"Payers often drive the agenda in terms of adoption,” says Kathryn Phillips, professor of health economics and health services research at the University of California at San Francisco. “It's inevitable that we're going to have more personalized medicine, and it has the potential to improve quality and lower costs. But we need to do a lot to realize that potential.”
Lynn Dowling knows this all too well.
A longtime hospital business development consultant, Dowling was diagnosed with breast cancer in 2005. Under American Cancer Society guidelines, Dowling's best course of treatment was chemotherapy. But she began researching chemotherapy's harsh side effects, both short- and long-term, and decided she wanted to avoid chemo if at all possible.
She heard about a test developed by Genomic Health, a Redwood City, Calif.-based pharmaceutical company. Called Oncotype DX, the test can help predict whether a breast cancer patient will benefit from chemotherapy by examining the tumor tissue at the molecular level. The test can also predict risk of recurrence.
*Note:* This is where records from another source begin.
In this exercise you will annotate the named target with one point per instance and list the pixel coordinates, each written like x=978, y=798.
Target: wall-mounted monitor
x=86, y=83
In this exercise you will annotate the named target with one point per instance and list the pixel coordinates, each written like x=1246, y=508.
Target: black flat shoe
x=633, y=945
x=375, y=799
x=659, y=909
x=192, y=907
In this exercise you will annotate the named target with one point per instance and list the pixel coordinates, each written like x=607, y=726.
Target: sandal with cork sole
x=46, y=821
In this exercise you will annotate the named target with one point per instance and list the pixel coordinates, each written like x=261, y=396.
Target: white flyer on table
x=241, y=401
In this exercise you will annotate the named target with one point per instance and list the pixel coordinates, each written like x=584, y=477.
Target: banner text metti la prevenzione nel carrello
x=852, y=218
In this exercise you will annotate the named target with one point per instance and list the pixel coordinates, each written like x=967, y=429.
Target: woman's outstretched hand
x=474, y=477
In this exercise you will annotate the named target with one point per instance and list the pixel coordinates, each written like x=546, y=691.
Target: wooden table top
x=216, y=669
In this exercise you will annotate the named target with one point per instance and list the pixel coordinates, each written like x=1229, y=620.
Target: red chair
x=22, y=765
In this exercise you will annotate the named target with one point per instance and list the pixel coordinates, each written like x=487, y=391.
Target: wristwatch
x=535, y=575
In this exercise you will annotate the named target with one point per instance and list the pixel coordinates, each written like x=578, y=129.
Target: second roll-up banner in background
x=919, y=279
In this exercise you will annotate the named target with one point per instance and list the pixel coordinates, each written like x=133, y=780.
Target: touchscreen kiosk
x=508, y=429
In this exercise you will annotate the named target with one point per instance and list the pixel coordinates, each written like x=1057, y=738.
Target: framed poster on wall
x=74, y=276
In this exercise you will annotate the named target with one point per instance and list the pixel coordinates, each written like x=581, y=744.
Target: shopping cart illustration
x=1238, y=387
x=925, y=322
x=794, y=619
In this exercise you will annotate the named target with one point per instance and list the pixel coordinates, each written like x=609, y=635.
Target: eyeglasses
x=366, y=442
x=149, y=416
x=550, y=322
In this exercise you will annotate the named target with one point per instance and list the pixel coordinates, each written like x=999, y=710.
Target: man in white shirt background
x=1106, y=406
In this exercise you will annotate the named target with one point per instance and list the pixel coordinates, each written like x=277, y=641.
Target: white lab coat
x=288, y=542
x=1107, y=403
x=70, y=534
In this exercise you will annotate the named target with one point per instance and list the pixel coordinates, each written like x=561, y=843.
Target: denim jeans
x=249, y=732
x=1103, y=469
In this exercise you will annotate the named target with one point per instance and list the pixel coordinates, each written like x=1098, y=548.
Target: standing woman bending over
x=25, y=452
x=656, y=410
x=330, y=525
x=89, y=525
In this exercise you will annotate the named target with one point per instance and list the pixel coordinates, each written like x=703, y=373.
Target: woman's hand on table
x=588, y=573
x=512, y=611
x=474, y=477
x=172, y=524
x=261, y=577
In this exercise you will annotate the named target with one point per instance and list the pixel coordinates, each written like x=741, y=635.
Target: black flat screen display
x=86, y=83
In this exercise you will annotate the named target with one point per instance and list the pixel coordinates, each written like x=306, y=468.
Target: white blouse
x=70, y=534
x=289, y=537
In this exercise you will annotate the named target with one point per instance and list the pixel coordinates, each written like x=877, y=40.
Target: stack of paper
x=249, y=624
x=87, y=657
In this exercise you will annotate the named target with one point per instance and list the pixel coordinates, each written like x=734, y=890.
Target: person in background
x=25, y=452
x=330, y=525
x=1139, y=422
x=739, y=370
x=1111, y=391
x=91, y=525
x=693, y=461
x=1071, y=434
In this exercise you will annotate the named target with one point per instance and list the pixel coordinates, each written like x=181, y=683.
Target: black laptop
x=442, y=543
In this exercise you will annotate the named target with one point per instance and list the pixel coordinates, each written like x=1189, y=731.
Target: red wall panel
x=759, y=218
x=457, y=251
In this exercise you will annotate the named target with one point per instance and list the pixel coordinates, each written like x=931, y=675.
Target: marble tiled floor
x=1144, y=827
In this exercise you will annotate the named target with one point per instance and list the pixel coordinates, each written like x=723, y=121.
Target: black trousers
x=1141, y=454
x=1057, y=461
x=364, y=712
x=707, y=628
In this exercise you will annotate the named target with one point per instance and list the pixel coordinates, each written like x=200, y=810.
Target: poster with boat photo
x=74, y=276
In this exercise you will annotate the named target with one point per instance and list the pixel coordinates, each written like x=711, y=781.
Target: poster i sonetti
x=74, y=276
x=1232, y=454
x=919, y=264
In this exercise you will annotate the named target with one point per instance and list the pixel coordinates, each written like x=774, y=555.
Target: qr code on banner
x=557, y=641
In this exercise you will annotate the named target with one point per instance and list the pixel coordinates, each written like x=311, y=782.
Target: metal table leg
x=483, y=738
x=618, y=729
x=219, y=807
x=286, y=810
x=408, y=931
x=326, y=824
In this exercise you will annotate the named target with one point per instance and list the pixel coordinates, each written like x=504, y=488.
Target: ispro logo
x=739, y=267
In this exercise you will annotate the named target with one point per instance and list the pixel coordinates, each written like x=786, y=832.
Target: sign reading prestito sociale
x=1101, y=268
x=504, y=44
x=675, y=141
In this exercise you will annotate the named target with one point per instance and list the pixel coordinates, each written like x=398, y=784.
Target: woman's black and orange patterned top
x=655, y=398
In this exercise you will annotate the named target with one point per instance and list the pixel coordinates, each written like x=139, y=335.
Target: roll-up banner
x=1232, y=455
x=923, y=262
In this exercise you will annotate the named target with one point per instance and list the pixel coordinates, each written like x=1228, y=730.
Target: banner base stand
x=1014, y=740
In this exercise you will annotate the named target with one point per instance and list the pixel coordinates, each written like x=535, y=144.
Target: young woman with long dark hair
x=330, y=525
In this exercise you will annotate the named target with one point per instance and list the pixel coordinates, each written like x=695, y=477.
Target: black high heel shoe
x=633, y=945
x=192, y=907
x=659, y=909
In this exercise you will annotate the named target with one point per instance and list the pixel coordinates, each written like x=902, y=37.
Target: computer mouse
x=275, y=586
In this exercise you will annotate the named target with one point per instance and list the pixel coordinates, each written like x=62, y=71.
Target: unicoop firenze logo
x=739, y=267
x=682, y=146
Dowling's insurance company wouldn't pay for the test, which at the time cost $3,500. But she thought it was well worth the price out of pocket. Her test results indicated that she had a low risk of cancer recurrence, and that chemotherapy would have no extra benefit. Her 10-year survival rate was 96% if she just took the breast cancer drug tamoxifen. If Dowling chose tamoxifen plus chemotherapy, her 10-year survival rate would rise to 97%, she says.
“I was so impressed with that precision,” Dowling says. “The nasty secret is that my tumor was the most common type of tumor, and that only 4% of women with that tumor benefit from chemotherapy.”
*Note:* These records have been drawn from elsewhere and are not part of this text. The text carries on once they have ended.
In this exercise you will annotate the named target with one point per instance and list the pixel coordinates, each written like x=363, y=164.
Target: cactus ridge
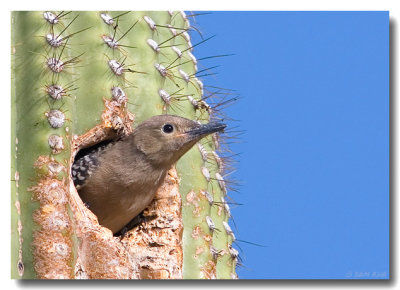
x=82, y=78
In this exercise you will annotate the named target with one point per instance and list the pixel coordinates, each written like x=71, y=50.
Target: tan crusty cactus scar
x=81, y=78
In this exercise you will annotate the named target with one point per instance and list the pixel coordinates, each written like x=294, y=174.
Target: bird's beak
x=205, y=129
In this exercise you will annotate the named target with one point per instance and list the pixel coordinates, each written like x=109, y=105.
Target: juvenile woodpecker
x=119, y=180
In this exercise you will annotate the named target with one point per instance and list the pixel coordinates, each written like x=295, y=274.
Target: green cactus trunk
x=79, y=78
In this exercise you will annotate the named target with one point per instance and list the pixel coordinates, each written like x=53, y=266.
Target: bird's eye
x=168, y=128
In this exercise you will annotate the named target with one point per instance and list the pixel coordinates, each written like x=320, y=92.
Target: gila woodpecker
x=119, y=180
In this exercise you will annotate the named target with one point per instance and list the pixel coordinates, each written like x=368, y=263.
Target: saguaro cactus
x=80, y=78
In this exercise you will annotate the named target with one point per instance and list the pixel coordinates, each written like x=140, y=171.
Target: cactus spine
x=79, y=78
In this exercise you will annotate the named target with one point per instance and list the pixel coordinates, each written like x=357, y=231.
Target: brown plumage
x=118, y=181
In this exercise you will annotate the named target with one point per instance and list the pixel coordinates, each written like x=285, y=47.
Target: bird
x=118, y=180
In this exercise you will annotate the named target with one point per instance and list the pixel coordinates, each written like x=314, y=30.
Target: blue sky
x=314, y=163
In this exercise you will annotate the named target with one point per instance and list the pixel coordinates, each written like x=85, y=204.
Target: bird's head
x=165, y=138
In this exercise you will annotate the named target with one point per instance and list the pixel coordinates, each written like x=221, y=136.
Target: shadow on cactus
x=82, y=83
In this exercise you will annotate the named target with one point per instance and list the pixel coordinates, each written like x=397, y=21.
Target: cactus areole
x=81, y=78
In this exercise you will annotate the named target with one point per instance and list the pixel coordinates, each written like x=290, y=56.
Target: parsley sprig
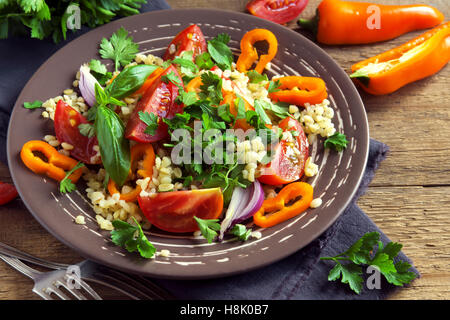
x=132, y=238
x=349, y=263
x=120, y=47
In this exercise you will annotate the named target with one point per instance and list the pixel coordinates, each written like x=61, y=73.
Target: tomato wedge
x=7, y=193
x=160, y=100
x=190, y=39
x=67, y=120
x=278, y=11
x=174, y=211
x=289, y=159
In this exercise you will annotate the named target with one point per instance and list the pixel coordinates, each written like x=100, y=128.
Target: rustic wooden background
x=408, y=199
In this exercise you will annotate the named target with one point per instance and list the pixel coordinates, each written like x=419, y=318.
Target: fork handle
x=16, y=253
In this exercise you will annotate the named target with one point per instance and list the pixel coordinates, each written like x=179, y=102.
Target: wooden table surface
x=408, y=198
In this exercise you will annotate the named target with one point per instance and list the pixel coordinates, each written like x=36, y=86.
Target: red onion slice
x=243, y=205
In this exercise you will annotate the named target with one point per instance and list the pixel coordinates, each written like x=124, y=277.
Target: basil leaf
x=114, y=148
x=220, y=53
x=129, y=80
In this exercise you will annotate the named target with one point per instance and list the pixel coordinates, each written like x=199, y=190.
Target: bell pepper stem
x=311, y=25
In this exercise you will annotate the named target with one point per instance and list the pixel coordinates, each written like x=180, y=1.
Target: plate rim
x=92, y=257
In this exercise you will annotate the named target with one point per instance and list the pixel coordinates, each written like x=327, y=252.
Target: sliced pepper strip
x=300, y=90
x=57, y=164
x=419, y=58
x=249, y=55
x=138, y=152
x=277, y=205
x=149, y=81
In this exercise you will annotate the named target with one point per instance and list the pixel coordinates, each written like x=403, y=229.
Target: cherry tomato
x=7, y=193
x=67, y=120
x=174, y=211
x=289, y=159
x=278, y=11
x=160, y=100
x=190, y=39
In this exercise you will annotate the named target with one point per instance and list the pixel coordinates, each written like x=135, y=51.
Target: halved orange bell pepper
x=149, y=81
x=419, y=58
x=349, y=22
x=138, y=152
x=249, y=55
x=56, y=165
x=278, y=205
x=300, y=90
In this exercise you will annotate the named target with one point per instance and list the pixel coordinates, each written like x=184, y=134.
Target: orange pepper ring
x=249, y=55
x=288, y=193
x=139, y=150
x=57, y=164
x=310, y=90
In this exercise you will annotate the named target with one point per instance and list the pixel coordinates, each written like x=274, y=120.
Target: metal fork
x=48, y=284
x=135, y=287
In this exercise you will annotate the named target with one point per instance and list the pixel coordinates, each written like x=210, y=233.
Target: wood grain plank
x=408, y=198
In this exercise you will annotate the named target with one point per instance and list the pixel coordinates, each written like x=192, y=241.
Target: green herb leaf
x=33, y=105
x=204, y=61
x=66, y=185
x=129, y=80
x=362, y=253
x=132, y=238
x=114, y=148
x=240, y=231
x=273, y=86
x=97, y=66
x=220, y=52
x=120, y=47
x=261, y=113
x=87, y=130
x=337, y=141
x=151, y=120
x=208, y=228
x=255, y=77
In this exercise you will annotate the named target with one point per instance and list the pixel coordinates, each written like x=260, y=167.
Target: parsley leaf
x=132, y=238
x=66, y=185
x=151, y=120
x=337, y=141
x=32, y=105
x=240, y=231
x=98, y=67
x=255, y=77
x=361, y=253
x=87, y=130
x=211, y=88
x=203, y=61
x=120, y=48
x=208, y=228
x=220, y=52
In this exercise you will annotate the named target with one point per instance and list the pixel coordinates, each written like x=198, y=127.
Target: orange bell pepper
x=149, y=81
x=348, y=22
x=278, y=205
x=249, y=55
x=300, y=90
x=56, y=165
x=138, y=151
x=230, y=98
x=421, y=57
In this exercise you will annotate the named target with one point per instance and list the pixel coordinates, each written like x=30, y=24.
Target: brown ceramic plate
x=192, y=258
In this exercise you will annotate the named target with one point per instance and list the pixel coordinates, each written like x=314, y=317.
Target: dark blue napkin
x=299, y=276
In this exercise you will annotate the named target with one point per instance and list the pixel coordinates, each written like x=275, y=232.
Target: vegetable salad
x=193, y=141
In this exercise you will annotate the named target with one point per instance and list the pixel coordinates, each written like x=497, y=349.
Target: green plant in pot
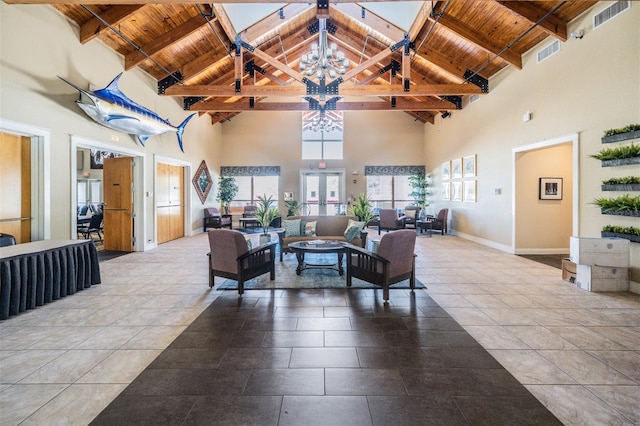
x=266, y=212
x=362, y=208
x=227, y=190
x=293, y=207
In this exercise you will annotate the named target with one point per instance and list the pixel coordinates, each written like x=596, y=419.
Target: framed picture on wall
x=550, y=188
x=446, y=170
x=456, y=168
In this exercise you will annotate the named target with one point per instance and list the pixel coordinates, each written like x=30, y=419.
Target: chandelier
x=324, y=59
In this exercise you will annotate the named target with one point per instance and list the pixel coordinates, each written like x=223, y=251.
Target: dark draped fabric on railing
x=33, y=274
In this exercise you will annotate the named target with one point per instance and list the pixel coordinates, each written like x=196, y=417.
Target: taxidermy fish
x=113, y=109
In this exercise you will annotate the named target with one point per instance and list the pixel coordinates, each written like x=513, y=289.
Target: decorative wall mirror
x=202, y=181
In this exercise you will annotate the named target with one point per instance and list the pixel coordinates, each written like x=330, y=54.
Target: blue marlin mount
x=113, y=109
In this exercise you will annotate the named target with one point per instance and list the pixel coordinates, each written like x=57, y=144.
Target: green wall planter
x=621, y=137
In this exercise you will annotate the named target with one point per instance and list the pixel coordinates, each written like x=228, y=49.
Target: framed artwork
x=456, y=191
x=445, y=191
x=446, y=170
x=202, y=182
x=469, y=191
x=550, y=189
x=469, y=166
x=456, y=168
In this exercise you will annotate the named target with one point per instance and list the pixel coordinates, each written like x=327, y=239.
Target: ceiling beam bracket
x=456, y=100
x=169, y=81
x=478, y=80
x=190, y=100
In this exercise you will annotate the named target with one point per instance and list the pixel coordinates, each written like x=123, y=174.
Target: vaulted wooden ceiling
x=194, y=52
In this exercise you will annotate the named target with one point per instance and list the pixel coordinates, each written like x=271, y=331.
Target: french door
x=323, y=191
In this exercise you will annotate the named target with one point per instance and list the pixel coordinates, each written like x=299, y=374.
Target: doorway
x=323, y=191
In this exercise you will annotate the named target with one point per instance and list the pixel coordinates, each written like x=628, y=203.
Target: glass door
x=322, y=191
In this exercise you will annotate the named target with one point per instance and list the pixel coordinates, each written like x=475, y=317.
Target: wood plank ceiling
x=452, y=48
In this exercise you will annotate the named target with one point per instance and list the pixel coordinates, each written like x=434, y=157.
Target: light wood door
x=169, y=202
x=15, y=186
x=118, y=200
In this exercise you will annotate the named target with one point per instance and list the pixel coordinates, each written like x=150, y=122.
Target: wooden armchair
x=231, y=258
x=213, y=219
x=394, y=261
x=389, y=220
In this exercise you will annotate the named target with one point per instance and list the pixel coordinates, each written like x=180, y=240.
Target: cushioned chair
x=213, y=219
x=411, y=215
x=394, y=261
x=440, y=221
x=389, y=220
x=231, y=258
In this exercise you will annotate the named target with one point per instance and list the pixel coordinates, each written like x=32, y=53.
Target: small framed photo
x=550, y=189
x=445, y=191
x=446, y=170
x=456, y=191
x=469, y=191
x=469, y=166
x=456, y=168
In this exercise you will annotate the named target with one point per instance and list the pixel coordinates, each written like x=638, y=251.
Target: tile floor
x=577, y=352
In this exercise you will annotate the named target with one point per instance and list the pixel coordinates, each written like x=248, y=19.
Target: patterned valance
x=250, y=170
x=392, y=170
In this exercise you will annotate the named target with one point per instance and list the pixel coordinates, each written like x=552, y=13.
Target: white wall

Five years later, Dowling says she is in perfect health, and estimates she saved her insurance company $50,000 in chemotherapy drug costs by paying for that $3,500 test.
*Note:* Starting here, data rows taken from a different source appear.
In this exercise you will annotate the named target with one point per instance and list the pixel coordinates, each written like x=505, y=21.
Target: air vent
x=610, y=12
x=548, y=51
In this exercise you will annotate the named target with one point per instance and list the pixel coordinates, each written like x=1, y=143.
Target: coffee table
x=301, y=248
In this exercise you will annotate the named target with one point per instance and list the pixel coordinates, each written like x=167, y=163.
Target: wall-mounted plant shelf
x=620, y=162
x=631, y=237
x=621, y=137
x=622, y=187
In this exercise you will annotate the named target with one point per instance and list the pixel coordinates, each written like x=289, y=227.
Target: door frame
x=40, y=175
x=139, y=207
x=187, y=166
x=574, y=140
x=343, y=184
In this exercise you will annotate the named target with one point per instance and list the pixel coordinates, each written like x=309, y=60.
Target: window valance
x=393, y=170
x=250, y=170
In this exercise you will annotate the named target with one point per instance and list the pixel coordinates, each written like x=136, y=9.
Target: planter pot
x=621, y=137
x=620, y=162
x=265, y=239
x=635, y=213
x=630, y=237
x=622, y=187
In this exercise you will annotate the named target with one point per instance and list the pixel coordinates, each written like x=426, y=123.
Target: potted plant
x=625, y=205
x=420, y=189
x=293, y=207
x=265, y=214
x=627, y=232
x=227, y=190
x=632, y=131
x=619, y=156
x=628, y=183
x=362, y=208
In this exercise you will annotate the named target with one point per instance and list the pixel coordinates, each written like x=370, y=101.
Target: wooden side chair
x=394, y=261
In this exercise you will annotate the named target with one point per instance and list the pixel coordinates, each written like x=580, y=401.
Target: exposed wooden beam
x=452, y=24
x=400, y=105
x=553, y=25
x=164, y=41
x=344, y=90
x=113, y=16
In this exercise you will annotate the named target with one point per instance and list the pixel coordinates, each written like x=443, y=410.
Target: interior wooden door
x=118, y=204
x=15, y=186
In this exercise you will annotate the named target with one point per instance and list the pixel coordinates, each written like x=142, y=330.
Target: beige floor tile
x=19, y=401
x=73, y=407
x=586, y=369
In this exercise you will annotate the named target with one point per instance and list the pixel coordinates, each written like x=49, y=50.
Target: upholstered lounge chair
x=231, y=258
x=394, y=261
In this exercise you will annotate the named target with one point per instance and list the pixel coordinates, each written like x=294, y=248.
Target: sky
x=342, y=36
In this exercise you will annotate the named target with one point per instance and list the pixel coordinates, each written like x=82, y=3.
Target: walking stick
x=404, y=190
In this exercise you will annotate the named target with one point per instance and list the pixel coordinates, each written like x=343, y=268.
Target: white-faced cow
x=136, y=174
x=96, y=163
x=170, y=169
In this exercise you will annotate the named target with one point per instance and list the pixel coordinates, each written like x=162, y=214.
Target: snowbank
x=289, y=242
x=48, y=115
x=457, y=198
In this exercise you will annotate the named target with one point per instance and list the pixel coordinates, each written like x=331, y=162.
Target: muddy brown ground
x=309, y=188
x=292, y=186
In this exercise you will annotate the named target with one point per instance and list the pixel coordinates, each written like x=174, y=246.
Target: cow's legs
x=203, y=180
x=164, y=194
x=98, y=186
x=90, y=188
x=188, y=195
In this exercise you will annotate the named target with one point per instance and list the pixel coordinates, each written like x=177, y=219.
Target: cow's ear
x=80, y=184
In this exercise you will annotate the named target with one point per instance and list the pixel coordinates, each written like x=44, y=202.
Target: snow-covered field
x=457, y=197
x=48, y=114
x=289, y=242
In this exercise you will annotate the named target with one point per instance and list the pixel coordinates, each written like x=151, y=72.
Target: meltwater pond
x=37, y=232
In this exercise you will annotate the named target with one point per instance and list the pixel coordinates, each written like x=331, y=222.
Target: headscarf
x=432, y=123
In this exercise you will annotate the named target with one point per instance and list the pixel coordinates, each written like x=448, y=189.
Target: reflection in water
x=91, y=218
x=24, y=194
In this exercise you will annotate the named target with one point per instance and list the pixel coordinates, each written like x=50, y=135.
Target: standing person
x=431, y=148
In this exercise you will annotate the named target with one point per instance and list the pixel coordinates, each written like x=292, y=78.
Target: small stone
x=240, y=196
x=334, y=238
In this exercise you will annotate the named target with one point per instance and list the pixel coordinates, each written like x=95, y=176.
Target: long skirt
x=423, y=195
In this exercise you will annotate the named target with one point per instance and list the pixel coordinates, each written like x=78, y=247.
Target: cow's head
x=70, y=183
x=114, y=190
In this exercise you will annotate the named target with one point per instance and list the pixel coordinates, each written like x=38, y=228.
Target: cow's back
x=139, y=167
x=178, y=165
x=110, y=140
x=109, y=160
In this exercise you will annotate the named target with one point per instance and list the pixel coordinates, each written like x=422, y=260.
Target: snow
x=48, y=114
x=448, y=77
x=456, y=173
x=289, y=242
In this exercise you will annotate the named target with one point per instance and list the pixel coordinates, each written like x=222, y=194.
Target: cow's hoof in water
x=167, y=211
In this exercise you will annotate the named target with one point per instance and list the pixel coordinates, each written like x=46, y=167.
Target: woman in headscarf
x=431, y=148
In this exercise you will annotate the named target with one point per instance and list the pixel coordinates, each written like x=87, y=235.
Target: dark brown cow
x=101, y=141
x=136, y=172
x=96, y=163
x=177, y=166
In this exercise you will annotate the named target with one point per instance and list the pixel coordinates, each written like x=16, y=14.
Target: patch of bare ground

In 2007, the American Society of Clinical Oncology included Oncotype DX in its clinical guidelines on the use of tumor markers for breast cancer. Genomic Health last month launched a similar colon cancer test.
As for Dowling, she became a convert to personalized medicine, and began looking for a hospital in the San Francisco Bay area to launch a program. “I started running around like Paul Revere, shouting 'Genomics is coming! Genomics is coming!' ” she says.
Dowling was turned down by several other health systems, and her search led her to El Camino Hospital. She now serves as a consultant to the hospital's Genomic Medicine Institute.
But she recognizes that the hospital must show a return on its investment. Under the program, hospital patients and their families can get free genetic testing, and participate in genomic research. The hospital is not seeking payer reimbursement for these services.
“We've got to be able to show that this activity gives us a competitive advantage and directs business to the hospital that we wouldn't otherwise get,” Dowling says. “I'm confident we can do that.”
El Camino has partnered with DNA Direct to provide testing and genetic counseling to patients. DNA Direct, based in San Francisco, is also partnering with managed-care company Humana to provide genetic counseling to targeted members.
At El Camino, physicians can refer their patients for genetic counseling, and use available tests to help clinical decisionmaking.
Because it is in the heart of Silicon Valley, El Camino hopes to attract partnerships with other companies engaging in personalized medicine, and become a beta test site for companies developing new technologies.
Other health systems across the country are also diving into personalized medicine, including Oakland, Calif.-based Kaiser Permanente, which is creating its own genomic databank. Geisinger Health System in Danville, Pa., has launched MyCode, a personalized medicine project, and is linking members' genomic information to its electronic health-record system. Both Kaiser and Geisinger are integrated systems.
Still, providers face a steep learning curve in this field, and reimbursement is far from ensured today.
It won't be pharma companies or providers that lead the way in personalized medicine, Levy predicts. Companies outside of healthcare could be formidable players—such as Nestle, PepsiCo, Procter & Gamble Co. and Wal-Mart Stores—because of their vast experience targeting consumers and focus on the wellness market.
PricewaterhouseCoopers advises providers to partner with experts in personalized medicine and adopt electronic health records to support further advances in the field.
The upside could be tremendous, Levy says.
“I don't see anything else able to increase the population's productive health—meaning the years people spend leading healthy, productive lives—like biomedical science,” he says. “There is no other thing that comes close.”